According to the mechanical test results, the samples’ hardness, which is 630 HV and higher, is of the same order of magnitude as the hardness of this alloy obtained by arc melting [8]. This value significantly exceeds the hardness of any of the binary intermetallic compounds consisting of the HEA composition elements, which is no more than 280 HV. The increase in the hardness is achieved due to the implementation of the high-entropy alloy concept and by forming a crystal lattice with a high level of internal distortions. In addition, in practice, the structure of Ti25Zr25Ni25Co10Cu15 alloy after PBF-LB contains secondary Laves C15 phases. A decrease in the Hf content in alloys of the Ti–Zr–Hf–Ni–Co–Cu system makes the alloys less prone to forming Laves phases; however, according to [8], even in Hf-free Ti40Zr10Ni40Co5Cu5 alloy, there is about 1.7% of a C15 phase. Moreover, Ti25Zr25Ni25Co10Cu15 HEA structure contains particles of zirconium oxides ZrO2, which, together with Laves phases, lead to precipitation hardening of the alloy.

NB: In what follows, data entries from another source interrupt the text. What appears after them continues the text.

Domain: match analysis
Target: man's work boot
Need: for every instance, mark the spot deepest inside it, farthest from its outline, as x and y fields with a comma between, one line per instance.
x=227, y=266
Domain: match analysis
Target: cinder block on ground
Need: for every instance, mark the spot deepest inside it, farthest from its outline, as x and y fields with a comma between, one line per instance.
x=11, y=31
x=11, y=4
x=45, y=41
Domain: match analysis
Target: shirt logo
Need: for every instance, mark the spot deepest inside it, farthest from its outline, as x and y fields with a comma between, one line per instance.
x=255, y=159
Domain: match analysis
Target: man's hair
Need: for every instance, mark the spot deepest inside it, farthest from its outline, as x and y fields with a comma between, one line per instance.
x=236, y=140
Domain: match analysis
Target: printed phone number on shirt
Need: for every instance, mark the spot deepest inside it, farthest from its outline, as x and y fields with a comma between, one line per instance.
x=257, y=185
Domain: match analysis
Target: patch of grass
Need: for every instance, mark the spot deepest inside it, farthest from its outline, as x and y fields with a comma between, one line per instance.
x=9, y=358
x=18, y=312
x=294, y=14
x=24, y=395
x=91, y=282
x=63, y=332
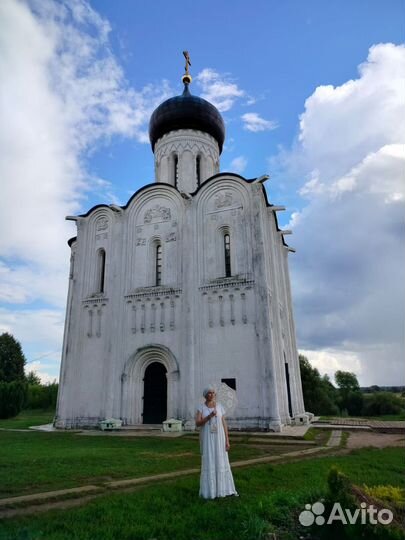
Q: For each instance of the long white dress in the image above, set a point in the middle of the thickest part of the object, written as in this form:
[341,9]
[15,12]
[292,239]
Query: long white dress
[216,476]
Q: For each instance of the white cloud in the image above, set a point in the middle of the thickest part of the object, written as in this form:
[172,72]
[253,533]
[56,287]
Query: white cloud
[328,361]
[63,92]
[254,122]
[348,270]
[63,95]
[218,89]
[238,164]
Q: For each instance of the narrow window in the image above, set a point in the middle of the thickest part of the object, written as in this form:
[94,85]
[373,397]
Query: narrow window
[158,269]
[227,253]
[198,169]
[230,382]
[287,379]
[176,169]
[100,270]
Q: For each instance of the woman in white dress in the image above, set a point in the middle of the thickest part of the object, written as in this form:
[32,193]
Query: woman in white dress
[216,477]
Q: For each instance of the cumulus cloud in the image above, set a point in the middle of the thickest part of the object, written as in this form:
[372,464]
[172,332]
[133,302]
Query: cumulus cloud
[63,94]
[238,164]
[218,89]
[348,270]
[254,122]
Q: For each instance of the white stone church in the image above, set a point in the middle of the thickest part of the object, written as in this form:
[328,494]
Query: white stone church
[185,285]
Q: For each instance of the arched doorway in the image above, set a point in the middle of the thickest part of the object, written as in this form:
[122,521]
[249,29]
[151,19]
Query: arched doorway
[155,394]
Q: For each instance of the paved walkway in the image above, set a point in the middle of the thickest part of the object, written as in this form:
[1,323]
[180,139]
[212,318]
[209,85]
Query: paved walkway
[137,431]
[46,501]
[363,424]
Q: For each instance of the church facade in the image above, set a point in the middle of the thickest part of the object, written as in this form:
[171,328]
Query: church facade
[186,285]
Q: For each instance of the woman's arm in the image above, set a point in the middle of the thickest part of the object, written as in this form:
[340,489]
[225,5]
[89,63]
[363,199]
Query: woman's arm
[227,445]
[200,420]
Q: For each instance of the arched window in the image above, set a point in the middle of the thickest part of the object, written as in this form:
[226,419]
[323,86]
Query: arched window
[198,169]
[100,271]
[158,264]
[227,254]
[176,169]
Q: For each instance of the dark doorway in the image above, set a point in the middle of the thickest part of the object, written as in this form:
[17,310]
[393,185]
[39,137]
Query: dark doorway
[155,394]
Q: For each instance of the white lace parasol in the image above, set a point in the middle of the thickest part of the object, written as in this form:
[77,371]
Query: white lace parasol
[226,396]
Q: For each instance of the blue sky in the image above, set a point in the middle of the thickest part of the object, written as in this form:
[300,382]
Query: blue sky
[311,93]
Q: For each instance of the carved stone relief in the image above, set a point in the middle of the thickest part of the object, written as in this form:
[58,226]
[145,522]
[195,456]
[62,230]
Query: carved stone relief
[171,237]
[102,224]
[156,214]
[222,200]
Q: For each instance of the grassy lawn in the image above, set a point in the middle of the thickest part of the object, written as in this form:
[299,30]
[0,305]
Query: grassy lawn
[50,461]
[27,419]
[271,497]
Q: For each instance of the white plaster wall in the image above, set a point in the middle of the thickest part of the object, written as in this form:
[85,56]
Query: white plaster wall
[187,145]
[200,324]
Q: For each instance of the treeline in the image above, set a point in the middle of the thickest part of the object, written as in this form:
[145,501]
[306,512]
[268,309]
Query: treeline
[17,390]
[321,397]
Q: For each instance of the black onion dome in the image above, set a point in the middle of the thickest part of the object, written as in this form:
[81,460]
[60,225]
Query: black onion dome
[186,112]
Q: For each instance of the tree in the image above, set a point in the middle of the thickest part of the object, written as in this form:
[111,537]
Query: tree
[350,397]
[12,359]
[33,379]
[347,381]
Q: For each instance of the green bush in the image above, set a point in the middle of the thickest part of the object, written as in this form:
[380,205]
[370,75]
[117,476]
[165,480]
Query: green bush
[319,393]
[382,403]
[12,398]
[42,396]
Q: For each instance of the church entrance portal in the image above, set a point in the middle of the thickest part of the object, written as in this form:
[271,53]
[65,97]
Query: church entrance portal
[155,394]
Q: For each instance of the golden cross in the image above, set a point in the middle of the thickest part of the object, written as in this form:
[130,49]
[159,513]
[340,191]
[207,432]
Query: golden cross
[188,63]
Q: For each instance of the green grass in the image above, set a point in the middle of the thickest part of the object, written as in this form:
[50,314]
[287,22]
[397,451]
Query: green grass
[49,461]
[27,419]
[271,497]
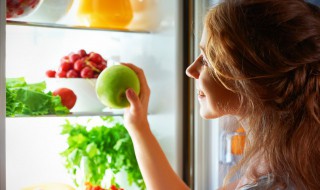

In terms of compressive ultimate strength and compressive yield strength, the synthesized samples are significantly inferior to the samples produced by conventional smelting technologies. In particular, in paper [8]., for Ti40Zr10Ni40Co5Cu5 and Ti30Zr20Ni30Co10Cu10 alloys, the ultimate strength is 1940 and 1935 MPa, and the yield strength is 1070 and 1630 MPa, respectively.

The structure of the samples obtained at MV1 double mode contains a significant amount of Laves phase that is mainly located at the B2 grain boundaries (Fig. 7d) and leads to brittle fracture of the alloy at low compressive stress. Another reason for the low values of the yield and ultimate stresses is the porosity of the sample. Although it is rather low and indicated as 0.63%, it is sufficient to assist fracture at lower loads. Heating the samples to 1050 °C, followed by water quenching, makes it possible to obtain a more uniform B2 phase composition and partially dissolve precipitates in the matrix (Figs. 6 and 7e), but this does not lead to a significant change in the mechanical characteristics (Fig. 9). This fact can also be explained by the presence of Zr oxides that is most noticeable after water quenching (Fig. 6).

However, the ductility of the synthesized alloy, which is 1.3%, is comparable to that of Ti30Zr20Ni30Co10Cu10 alloy, which is 1.8% [8], that indicates good prospects for using PBF-LB to obtain Ti–Zr–Ni–Co–Cu HEAs.

5 Conclusion

A fundamental possibility to obtain compact samples by powder bed fusion using a laser beam from Ti25Zr25Ni25Co10Cu15 HEA powder synthesized by MA followed by PS is shown. The optimal mode is determined to obtain samples without visible defects, with a porosity of less than 1%. It has parameters as followed:

Scanning of the sample “body”: laser power − 288 W, scanning speed 800 mm/s, layer thickness − 60 μm, number of scanning repetitions − 2, volume energy density − 120 J/mm3;

Scanning the sample contour: laser power − 350 W, scanning speed 800 mm/s, layer thickness − 60 μm, number of scanning repetitions − 3, volume energy density − 145 J/mm3.

During PBF-LB of the HEA powders, a mixed structure is formed, consisting of grains of B2-TiNi-austenite (average size ~ 5 μm) with Laves phases and zirconium oxides.

The hardness of Ti25Zr25Ni25Co10Cu15 alloy after PBF-LB is more than 600 HV that significantly exceeds the values obtained after conventional technologies.

According to the compressive ultimate strength, 640 MPa, and the compressive yield strength, 600 MPa, the synthesized samples are significantly inferior to those produced by conventional smelting technologies. However, the plasticity of 1.3% is comparable to that of the conventional alloys and indicates the prospects of using PBF-LB to obtain the Ti–Zr–Ni–Co–Cu HEAs.